A Federação das Indústrias do Estado de São Paulo (FIESP) assumiu a coordenação do processo de coleta de assinaturas e se responsabilizou pela publicação, conforme e-mail dirigido a mais de 200 entidades no último dia 27 de agosto.
A FEBRABAN considera que o conteúdo do manifesto, aprovado por sua governança própria, foi amplamente divulgado pela mídia do país, cumprindo sua finalidade.
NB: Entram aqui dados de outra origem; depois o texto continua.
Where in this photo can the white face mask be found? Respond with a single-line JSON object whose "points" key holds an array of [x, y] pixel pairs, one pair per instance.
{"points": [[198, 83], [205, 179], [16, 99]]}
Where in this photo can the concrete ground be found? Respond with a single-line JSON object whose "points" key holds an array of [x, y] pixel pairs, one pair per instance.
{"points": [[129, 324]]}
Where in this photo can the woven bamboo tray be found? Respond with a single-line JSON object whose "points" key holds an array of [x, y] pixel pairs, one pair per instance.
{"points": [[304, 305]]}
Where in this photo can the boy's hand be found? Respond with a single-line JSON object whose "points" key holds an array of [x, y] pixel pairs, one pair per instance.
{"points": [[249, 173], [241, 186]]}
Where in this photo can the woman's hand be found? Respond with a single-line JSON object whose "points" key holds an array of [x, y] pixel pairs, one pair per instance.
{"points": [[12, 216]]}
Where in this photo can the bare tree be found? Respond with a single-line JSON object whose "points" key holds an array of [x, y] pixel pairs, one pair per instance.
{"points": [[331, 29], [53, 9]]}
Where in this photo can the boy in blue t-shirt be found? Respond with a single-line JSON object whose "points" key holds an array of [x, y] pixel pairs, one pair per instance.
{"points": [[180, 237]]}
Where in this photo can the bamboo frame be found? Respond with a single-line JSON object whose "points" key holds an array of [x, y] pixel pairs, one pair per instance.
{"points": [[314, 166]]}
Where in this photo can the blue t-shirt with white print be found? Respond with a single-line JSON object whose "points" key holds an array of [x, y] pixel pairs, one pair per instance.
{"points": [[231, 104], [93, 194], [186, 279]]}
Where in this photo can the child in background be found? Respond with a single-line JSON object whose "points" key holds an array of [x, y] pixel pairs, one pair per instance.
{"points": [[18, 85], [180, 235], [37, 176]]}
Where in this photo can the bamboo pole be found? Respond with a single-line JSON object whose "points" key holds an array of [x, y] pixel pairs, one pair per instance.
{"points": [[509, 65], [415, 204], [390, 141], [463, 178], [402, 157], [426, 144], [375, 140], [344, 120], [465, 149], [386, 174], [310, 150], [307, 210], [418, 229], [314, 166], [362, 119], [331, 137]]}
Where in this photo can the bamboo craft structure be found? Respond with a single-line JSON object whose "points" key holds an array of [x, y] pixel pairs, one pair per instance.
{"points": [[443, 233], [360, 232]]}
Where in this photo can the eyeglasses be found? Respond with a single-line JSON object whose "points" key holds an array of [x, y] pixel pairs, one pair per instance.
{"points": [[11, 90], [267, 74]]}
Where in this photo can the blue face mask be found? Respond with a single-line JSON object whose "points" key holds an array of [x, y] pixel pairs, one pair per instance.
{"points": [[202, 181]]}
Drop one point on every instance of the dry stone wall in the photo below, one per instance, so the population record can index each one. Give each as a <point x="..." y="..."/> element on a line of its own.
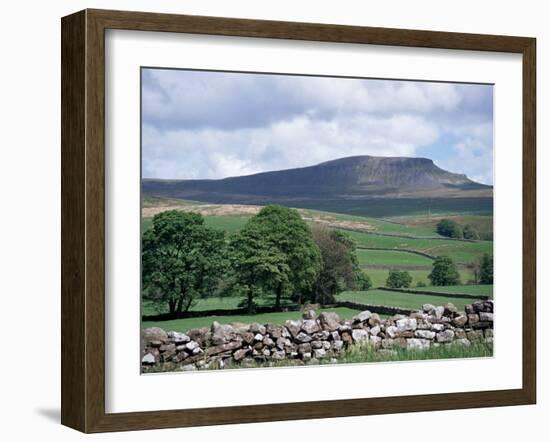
<point x="314" y="338"/>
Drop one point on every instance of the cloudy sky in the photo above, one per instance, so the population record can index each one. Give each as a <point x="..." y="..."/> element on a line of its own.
<point x="198" y="124"/>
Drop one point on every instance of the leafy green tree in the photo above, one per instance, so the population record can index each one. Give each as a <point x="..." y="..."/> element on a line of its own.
<point x="398" y="279"/>
<point x="449" y="228"/>
<point x="486" y="269"/>
<point x="444" y="272"/>
<point x="275" y="252"/>
<point x="258" y="268"/>
<point x="182" y="260"/>
<point x="363" y="281"/>
<point x="470" y="232"/>
<point x="339" y="266"/>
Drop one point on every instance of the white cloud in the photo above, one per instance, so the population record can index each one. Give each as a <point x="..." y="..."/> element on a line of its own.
<point x="217" y="153"/>
<point x="200" y="124"/>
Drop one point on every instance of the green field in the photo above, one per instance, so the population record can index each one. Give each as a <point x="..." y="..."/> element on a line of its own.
<point x="390" y="258"/>
<point x="378" y="276"/>
<point x="403" y="300"/>
<point x="417" y="232"/>
<point x="216" y="303"/>
<point x="263" y="318"/>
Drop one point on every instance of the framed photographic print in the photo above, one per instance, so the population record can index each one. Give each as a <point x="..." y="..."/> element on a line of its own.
<point x="268" y="220"/>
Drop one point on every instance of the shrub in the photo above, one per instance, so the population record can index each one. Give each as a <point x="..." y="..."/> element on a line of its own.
<point x="486" y="269"/>
<point x="444" y="272"/>
<point x="449" y="228"/>
<point x="398" y="279"/>
<point x="363" y="281"/>
<point x="470" y="232"/>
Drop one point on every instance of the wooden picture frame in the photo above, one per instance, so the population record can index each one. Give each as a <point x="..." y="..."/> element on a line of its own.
<point x="83" y="220"/>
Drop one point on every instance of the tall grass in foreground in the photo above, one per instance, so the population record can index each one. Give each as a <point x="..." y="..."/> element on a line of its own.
<point x="359" y="354"/>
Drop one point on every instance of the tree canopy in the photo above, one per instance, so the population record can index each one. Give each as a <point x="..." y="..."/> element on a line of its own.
<point x="339" y="266"/>
<point x="449" y="228"/>
<point x="182" y="260"/>
<point x="398" y="279"/>
<point x="444" y="272"/>
<point x="486" y="269"/>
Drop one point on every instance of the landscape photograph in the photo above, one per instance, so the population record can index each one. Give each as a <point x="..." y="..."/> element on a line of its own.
<point x="300" y="220"/>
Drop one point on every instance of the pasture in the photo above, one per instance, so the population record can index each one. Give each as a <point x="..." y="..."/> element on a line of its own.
<point x="404" y="300"/>
<point x="262" y="318"/>
<point x="396" y="226"/>
<point x="483" y="290"/>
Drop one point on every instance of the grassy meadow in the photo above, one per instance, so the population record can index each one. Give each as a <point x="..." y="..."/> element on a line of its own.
<point x="383" y="243"/>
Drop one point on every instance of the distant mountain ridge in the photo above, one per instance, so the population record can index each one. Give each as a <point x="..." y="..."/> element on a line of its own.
<point x="357" y="177"/>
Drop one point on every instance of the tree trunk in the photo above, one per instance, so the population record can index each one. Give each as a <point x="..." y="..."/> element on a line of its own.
<point x="179" y="305"/>
<point x="250" y="305"/>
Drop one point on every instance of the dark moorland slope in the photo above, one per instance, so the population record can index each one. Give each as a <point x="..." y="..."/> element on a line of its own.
<point x="359" y="177"/>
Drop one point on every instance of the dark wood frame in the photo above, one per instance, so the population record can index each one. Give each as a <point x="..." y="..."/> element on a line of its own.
<point x="83" y="215"/>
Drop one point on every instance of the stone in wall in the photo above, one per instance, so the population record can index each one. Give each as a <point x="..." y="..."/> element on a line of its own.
<point x="313" y="339"/>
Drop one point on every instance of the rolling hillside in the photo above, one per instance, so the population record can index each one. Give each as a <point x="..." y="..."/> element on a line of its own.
<point x="351" y="178"/>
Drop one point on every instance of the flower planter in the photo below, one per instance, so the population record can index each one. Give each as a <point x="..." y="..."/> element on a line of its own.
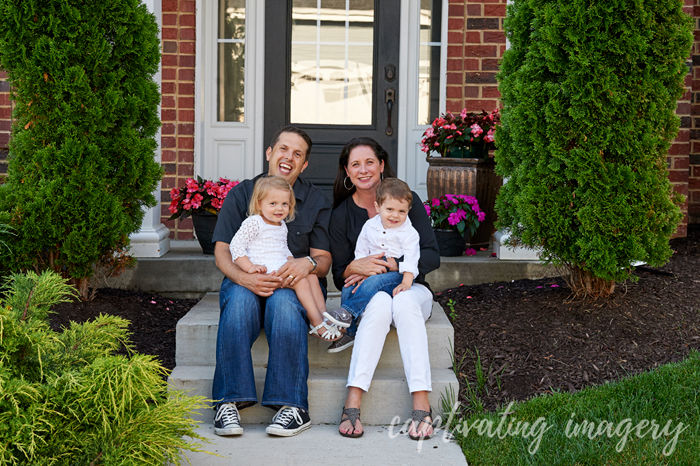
<point x="450" y="242"/>
<point x="471" y="177"/>
<point x="204" y="224"/>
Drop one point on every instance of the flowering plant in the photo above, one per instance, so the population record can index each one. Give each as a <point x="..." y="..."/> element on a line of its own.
<point x="455" y="212"/>
<point x="199" y="195"/>
<point x="459" y="131"/>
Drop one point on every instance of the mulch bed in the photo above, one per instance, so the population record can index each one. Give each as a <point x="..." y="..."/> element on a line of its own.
<point x="153" y="318"/>
<point x="534" y="337"/>
<point x="529" y="334"/>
A Federação manifesta respeito pela opção do Banco do Brasil e da Caixa Econômica Federal, que se posicionaram contrariamente à assinatura do manifesto.
Diante disso, a FEBRABAN avalia que, no seu âmbito, o assunto está encerrado e com isso não ficará mais vinculada às decisões da FIESP, que, sem consultar as demais entidades, resolveu adiar sem data a publicação do manifesto.
A FEBRABAN confirma seu apoio ao conteúdo do texto que aprovou, já de amplo conhecimento público, cumprindo assim o seu papel ao se juntar aos demais setores produtivos do Brasil num pedido de equilíbrio e serenidade, elementos basilares de uma democracia sólida e vigorosa.
O MANIFESTO CONHECIDO E ABORTADO
"A praça dos três Poderes encarna a representação arquitetônica da independência e harmonia entre o Legislativo, o Executivo e o Judiciário, essência da República. Esse espaço foi construído formando um triângulo equilátero, cujos vértices são os edifícios-sede de cada um dos poderes.
Esta disposição deixa claro que nenhum dos prédios é superior em importância, nenhum invade o limite dos outros, um não pode prescindir dos demais. Em resumo, a harmonia tem de ser a regra entre eles.
Este princípio está presente de forma clara na Constituição Federal, pilar do ordenamento jurídico do país. Diante disso, é primordial que todos os ocupantes de cargos relevantes da República sigam o que a Constituição nos impõe.
As entidades da sociedade civil que assinam este manifesto veem com grande preocupação a escalada de tensões e hostilidades entre as autoridades públicas.
O momento exige de todos serenidade, diálogo, pacificação política, estabilidade institucional e, sobretudo, foco em ações e medidas urgentes e necessárias para que o Brasil supere a pandemia, volte a crescer, a gerar empregos e assim possa reduzir as carências sociais que atingem amplos segmentos da população.
Mais do que nunca, o momento exige do Legislativo, do Executivo e do Judiciário aproximação e cooperação. Que cada um atue com responsabilidade nos limites de sua competência, obedecidos os preceitos estabelecidos em nossa Carta Magna. Este é o anseio da Nação brasileira.
Como se verifica, o texto da Fiesp não traz nem sombra de crítica a Bolsonaro -- redigido que foi, afinal, por um bolsonarista, coisa que a economia não consegue explicar.
Ocorre que a distribuição equânime de responsabilidades não serve ao presidente. Afinal, um golpista é, por natureza, essencialmente irresponsável.